Но эта видимость развеивается, если рассматривать такие движения не абстрактно, а в их реальной среде, в исторической тотальности мирового кризиса. Этой средой является самопроизвольное воздействие кризиса на все классы, следовательно, не только на буржуазию и пролетариат. Ибо существует качественная и принципиальная разница между той ситуацией, при которой экономический процесс вызывает пролетариат на спонтанное массовое движение, но состояние совокупного общества — в общем и целом — остается стабильным, и ситуацией, при которой происходят глубоко идущая перегруппировка всех общественных сил, потрясение основ господствующего общества. Поэтому понимание важной роли непролетарских слоев в революции, ее не чисто пролетарского характера приобретает столь решающее значение. Всякое господство меньшинства может удержаться лишь при том условии, что для него оказывается возможным держать на своем идеологическом поводу те классы, которые не являются прямо и непосредственно революционными, добиться от них поддержки своей власти или по меньшей мере нейтралитета в его борьбе за власть. (Само собой разумеется, что к этому присовокупляется стремление также нейтрализовать часть революционного класса).

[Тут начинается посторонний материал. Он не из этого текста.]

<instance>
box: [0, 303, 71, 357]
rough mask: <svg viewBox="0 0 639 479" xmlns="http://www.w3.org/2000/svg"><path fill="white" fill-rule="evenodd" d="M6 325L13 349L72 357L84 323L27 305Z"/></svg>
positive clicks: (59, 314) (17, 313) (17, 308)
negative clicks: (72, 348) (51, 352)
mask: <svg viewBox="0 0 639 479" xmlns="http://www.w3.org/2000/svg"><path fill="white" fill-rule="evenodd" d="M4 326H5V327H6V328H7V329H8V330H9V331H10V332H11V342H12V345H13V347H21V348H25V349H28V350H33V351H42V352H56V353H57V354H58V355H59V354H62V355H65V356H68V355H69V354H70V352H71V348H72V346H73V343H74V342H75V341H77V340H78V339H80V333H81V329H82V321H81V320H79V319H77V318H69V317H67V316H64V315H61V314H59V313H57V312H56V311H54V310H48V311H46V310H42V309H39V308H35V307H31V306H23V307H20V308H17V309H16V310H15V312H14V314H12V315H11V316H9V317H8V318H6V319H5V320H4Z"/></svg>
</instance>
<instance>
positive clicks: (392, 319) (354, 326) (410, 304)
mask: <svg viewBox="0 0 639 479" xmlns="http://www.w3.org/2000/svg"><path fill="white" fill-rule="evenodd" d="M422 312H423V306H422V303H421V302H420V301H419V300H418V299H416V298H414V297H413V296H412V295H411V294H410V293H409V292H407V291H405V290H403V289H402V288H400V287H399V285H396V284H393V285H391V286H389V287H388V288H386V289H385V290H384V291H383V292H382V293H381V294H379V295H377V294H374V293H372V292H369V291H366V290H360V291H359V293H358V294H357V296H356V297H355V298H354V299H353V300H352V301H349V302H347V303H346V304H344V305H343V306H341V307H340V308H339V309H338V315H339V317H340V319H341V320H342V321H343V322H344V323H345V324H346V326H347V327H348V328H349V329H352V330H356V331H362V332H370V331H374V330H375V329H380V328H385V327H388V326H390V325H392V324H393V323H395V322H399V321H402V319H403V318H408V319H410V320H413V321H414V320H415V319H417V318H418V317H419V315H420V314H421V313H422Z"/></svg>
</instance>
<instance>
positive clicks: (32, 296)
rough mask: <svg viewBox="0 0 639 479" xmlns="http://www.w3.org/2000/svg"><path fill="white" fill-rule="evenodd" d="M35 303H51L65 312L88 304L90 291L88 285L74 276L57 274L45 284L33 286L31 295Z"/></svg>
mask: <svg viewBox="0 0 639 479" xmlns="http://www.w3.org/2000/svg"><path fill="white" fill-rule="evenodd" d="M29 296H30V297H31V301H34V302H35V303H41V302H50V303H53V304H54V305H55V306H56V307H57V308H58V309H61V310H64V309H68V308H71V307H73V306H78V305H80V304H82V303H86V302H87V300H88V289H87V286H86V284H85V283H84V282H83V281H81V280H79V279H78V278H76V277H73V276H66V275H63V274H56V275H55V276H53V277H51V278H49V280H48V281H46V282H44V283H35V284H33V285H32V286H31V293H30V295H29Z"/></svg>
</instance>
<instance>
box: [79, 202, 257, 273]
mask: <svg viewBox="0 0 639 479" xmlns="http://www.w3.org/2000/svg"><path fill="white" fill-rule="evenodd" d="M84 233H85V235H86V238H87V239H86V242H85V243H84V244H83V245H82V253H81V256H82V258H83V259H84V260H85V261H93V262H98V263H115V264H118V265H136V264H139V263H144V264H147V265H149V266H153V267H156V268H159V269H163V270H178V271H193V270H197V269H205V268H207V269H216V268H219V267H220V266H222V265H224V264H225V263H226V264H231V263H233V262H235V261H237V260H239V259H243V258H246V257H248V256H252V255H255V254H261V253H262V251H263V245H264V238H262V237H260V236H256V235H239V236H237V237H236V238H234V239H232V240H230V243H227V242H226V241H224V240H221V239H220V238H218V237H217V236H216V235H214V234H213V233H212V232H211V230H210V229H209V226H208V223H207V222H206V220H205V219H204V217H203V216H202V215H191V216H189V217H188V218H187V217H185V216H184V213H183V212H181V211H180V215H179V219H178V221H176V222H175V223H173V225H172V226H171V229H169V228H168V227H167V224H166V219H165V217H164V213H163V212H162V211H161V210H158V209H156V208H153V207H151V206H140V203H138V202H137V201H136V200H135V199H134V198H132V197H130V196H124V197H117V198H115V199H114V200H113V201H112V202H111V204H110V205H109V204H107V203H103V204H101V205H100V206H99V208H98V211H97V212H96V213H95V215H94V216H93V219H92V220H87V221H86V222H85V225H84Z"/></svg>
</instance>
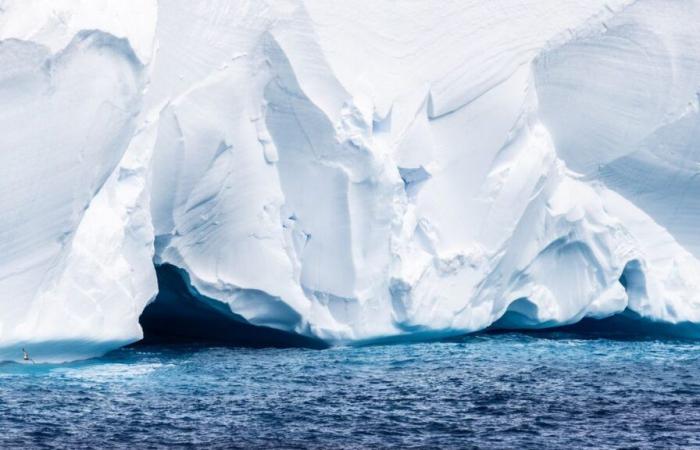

Сказанное в особо высокой мере относится к буржуазии. Она в гораздо меньшей степени непосредственно держит в руках фактическую власть, чем предшествующие господствующие классы (например, граждане античных полисов, знать в эпоху расцвета феодализма). Она находится в гораздо более сильной зависимости от соглашений и перемирия или компромиссов, заключаемых с конкурирующими с ней, господствовавшими до нее классами. Это нужно ей для того, чтобы иметь возможность поставить на службу своим собственным целям контролируемый ими аппарат власти. С другой стороны, она вынуждена перекладывать на плечи мелкой буржуазии, крестьян, представителей угнетенных наций фактическое отправление власти (армия, низшая бюрократия и т. д.). Коль скоро вследствие кризиса изменяется экономическое положение этих слоев, коль скоро расшатывается их наивная и неосмысленная солидарность с руководимой буржуазией общественной системой, то разрушается, так сказать, одним ударом, весь аппарат господства буржуазии: пролетариат может оказаться победителем, единственной организованной силой, не проведя вообще ни одного серьезного сражения, не говоря уже о том, чтобы одержать в нем настоящую победу.





8

Подобные взгляды не являются простым следствием так называемого замедления темпов развития революции. Ленин уже на I Конгрессе Коминтерна заявил, что «борьба будет столь стремительна, что сознание рабочих масс не будет поспевать за таким развитием» [Ленин В.И. Поли. собр. соч. Т. 37. — С. 507]. Также тезис в программе «Спартака», что компартия отказывается от взятия власти до тех пор, пока не потерпит полный провал буржуазная и социал-демократическая «демократия», исходит из того представления, что объективный крах буржуазного общества может наступить раньше, чем утвердится революционное классовое сознание пролетариата. См.: Bericht ueber den Gruendungsparteitag. - S. 516–517.

9

Хорошая сводка их высказываний на этот счет содержится в «Gegen den Strom», S. 516–517. — См.: Г.Зиновьев и Н.Ленин. Против течения. — Петроград. 1918. — С. 534–536. — См. также: В.И.Ленин. Империализм и раскол социализма // Ленин В.И. Полн, собр. соч. Т. 30. — С. 169–172.